Who will "liberate" us?
NOTES
IN THE MARGIN
Writing
in a recent issue of the New York Review of Books,
Clifford Geertz trenchantly
observed:
"Stephen
Schwartz, who has also run into political difficulties
in the capital, and stirred thereby a teacup-storm on the
right, is a strange and outlandish figure."
As
if to confirm Geertz’s diagnosis, Schwartz immediately came
out with another fulminating
screed, Part XVIII
of his long-running series trying to frame various individuals
as a part of a Vast Conspiracy involving terrorists and -
coincidentally -- all of his own worst enemies, chief among
them being, apparently, little old me.
You’ll
remember that last time he constructed an elaborate fantasy in
which I was supposedly the inspiration behind an incident
that, according to him, had involved the threat of physical
violence against him by incensed Muslims. The sheer power
of my words, it seems, had the effect of inciting a crowd
somewhere in Long Island to contemplate delivering Schwartz
to the same
fate suffered by his
hero, Leon Trotsky. Oh yes, and I was also supposed to
be intimately involved with a terrorist group known as Jamat
al-Fuqra. This time,
it’s Lashkar-i-Taiba,
an obscure anti-Indian group, and Ismail
Royer, an American citizen whom I have never met, and
who was recently arrested for allegedly supporting terrorist
activities. Here is Schwartrz’s idea of a Raimondo-Royer-Jamat
al-Fuqra connection:
"The
role of Raimondo in this maneuver remains extremely interesting.

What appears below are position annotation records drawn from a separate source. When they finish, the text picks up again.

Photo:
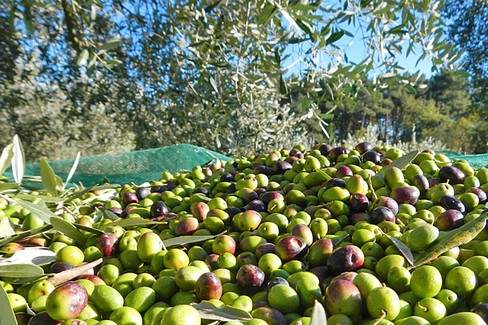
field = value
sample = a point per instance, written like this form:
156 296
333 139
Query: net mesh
145 165
131 167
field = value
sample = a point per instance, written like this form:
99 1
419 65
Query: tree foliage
235 76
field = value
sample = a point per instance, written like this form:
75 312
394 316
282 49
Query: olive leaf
4 187
184 240
6 157
89 229
225 314
18 237
20 270
67 229
131 222
8 316
18 161
48 177
404 250
37 256
6 229
67 275
110 215
73 168
45 198
453 238
39 209
401 162
318 314
79 194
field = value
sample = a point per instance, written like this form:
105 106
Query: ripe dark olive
358 202
57 267
142 192
275 281
405 195
422 183
358 216
479 192
291 247
343 171
208 286
256 205
158 209
451 174
381 214
451 202
116 210
107 243
264 249
449 219
344 259
250 276
337 151
281 166
266 197
227 177
130 197
388 202
335 182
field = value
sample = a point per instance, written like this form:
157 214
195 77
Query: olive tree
232 75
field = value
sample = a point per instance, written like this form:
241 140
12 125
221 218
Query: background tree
130 74
468 22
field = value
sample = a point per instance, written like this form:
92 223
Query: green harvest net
145 165
129 167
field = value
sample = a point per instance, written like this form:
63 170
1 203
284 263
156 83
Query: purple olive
158 209
381 214
451 202
451 174
250 276
107 243
358 202
345 258
290 247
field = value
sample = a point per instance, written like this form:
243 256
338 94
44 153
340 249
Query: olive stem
67 275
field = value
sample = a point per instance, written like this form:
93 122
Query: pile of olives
372 234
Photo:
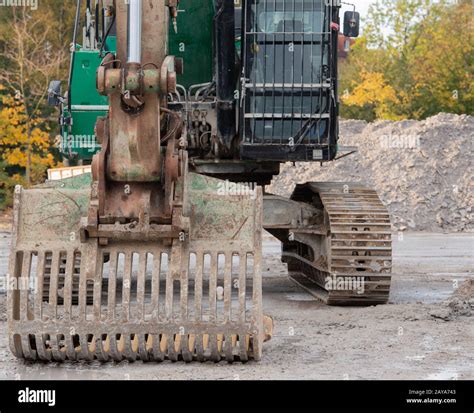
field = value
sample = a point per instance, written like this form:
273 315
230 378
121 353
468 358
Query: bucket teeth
199 299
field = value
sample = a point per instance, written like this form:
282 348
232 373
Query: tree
424 51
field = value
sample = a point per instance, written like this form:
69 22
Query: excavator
156 254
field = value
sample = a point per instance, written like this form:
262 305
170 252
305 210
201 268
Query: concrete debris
422 170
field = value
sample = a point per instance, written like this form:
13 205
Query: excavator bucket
196 297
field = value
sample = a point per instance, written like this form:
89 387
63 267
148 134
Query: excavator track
354 267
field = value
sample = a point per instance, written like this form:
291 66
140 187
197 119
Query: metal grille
287 87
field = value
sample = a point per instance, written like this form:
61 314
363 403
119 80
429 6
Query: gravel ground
425 332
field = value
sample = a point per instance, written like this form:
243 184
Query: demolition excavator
157 254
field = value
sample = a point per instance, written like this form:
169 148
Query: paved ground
421 334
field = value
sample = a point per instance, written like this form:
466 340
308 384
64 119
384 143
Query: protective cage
289 80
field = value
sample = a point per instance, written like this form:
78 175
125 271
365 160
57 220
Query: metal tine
25 274
242 286
158 355
198 302
70 262
53 284
228 287
112 285
130 347
43 354
141 277
70 349
85 351
38 311
114 350
184 339
126 286
102 352
28 352
58 355
242 346
213 305
142 350
174 269
98 287
228 348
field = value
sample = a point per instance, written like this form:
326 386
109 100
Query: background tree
34 50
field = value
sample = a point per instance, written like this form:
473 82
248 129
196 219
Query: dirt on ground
422 170
6 220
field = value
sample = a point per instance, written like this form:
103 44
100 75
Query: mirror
351 24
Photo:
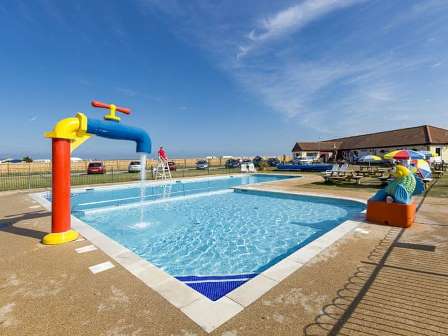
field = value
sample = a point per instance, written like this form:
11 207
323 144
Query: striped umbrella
404 154
370 158
421 168
429 154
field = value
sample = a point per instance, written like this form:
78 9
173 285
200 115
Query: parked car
134 167
201 164
232 163
96 167
273 162
257 161
172 165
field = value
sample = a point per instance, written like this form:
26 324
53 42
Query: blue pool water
218 240
98 198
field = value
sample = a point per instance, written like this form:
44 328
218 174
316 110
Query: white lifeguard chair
162 171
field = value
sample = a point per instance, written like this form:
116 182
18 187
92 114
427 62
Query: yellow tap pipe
73 129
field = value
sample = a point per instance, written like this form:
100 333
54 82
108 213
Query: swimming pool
216 241
94 198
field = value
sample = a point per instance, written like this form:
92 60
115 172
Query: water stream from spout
142 186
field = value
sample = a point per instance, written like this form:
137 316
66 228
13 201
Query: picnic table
348 175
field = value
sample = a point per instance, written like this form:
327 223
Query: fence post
29 175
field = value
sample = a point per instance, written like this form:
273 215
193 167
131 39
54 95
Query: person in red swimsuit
162 154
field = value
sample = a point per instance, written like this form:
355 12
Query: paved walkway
375 281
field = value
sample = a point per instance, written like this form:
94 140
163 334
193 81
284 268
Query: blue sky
221 77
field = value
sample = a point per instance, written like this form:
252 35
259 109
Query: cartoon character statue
401 188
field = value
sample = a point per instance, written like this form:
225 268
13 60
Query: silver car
134 167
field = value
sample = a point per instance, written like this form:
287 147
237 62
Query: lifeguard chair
162 171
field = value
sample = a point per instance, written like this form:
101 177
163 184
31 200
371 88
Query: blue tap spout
114 130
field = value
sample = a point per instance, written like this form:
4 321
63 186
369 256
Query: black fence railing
26 178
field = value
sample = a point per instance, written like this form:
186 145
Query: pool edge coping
206 313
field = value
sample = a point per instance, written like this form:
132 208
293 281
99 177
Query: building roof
321 146
412 136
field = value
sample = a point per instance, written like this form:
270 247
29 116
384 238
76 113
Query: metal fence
38 175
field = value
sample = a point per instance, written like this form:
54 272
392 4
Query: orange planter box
394 214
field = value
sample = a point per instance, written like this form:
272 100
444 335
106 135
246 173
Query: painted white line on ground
101 267
85 249
361 231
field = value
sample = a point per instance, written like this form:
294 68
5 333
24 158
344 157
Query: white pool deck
209 314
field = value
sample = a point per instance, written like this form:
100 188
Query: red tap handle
124 110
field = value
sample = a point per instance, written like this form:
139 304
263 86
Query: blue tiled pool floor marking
215 287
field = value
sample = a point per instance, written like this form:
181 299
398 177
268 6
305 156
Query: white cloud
354 77
292 19
126 92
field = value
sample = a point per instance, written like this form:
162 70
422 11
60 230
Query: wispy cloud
126 92
358 72
289 20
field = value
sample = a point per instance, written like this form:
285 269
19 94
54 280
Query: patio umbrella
421 168
429 154
404 154
370 158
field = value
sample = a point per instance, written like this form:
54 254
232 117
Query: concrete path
377 280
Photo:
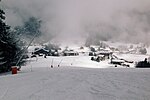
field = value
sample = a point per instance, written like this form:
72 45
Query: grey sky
127 20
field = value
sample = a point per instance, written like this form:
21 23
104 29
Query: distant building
70 53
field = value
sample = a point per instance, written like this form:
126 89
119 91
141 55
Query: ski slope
38 81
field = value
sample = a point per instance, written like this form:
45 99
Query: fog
75 20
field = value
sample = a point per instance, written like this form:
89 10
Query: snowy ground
71 81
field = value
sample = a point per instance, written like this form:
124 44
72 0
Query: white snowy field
38 81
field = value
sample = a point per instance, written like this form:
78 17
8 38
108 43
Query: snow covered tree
30 28
10 46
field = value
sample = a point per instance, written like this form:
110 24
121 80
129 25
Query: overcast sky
117 20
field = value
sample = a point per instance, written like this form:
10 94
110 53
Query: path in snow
68 83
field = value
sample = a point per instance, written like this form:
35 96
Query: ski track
74 83
77 84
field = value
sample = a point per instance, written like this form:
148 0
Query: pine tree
10 46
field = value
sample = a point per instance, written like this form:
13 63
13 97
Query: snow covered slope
37 81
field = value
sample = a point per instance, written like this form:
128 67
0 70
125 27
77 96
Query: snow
77 78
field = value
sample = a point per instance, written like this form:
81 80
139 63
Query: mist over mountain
115 20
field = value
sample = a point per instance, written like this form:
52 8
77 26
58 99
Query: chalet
40 51
70 53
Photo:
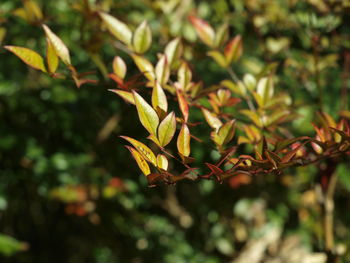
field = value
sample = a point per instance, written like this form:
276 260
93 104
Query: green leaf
141 162
28 56
142 149
51 57
167 129
142 38
119 67
159 100
58 45
119 29
183 141
147 115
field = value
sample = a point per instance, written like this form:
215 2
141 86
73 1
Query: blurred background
70 192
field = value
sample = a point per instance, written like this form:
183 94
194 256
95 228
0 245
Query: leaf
173 50
117 28
225 133
147 115
51 57
183 141
162 70
182 104
142 38
141 162
142 149
218 57
58 45
234 49
159 100
28 56
144 66
167 129
126 95
212 120
119 67
204 30
162 162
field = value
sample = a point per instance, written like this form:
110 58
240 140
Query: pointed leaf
142 149
58 45
119 67
28 56
119 29
147 115
159 100
51 57
167 129
162 162
183 141
142 38
141 162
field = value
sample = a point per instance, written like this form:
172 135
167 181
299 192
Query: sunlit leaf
119 29
183 141
167 129
60 48
119 67
159 100
28 56
142 149
126 95
147 115
51 57
142 38
141 162
204 30
162 162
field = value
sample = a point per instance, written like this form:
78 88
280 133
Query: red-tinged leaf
142 149
167 129
126 95
183 141
159 100
162 162
119 67
173 51
60 48
182 104
144 66
51 57
162 70
211 119
204 30
142 38
141 162
28 56
147 115
234 49
117 28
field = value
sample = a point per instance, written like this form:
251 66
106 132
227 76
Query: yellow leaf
183 141
167 129
126 95
141 162
162 162
159 100
51 57
117 28
28 56
142 38
142 149
144 66
119 67
147 115
60 48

Raimondo has inexhaustibly assailed me because, like Royer,
I
have taken an Islamic name, although unlike Royer, I have
never used it for deceptive purposes. Royer employed Raimondo’s
propaganda as a fig-leaf to cover his own attempt at intimidation."
"Interesting"
does not even begin to describe the logic that attempts to
link me to a terroristic conspiracy on the grounds that Royer
had once sent him "a defamatory quote" from a "notorious Saddamizer
and admirer of Axis seditionists," namely me. "Strange and outlandish,"
Schwartz certainly is – and, in making a second career out
of smearing me, more than
just a little bit sinister.
Schwartz
has elevated his own crazed narcissism into a full-blown delusional
system, in which everything is a conspiracy against poor heroic
Schwartz, around whom the entire universe revolves. If you
can stand it, take a peek inside the Schwartzian mind,
as he rails against his enemies, heaps praise on himself,
and reveals himself to be a pompous, self-important fool.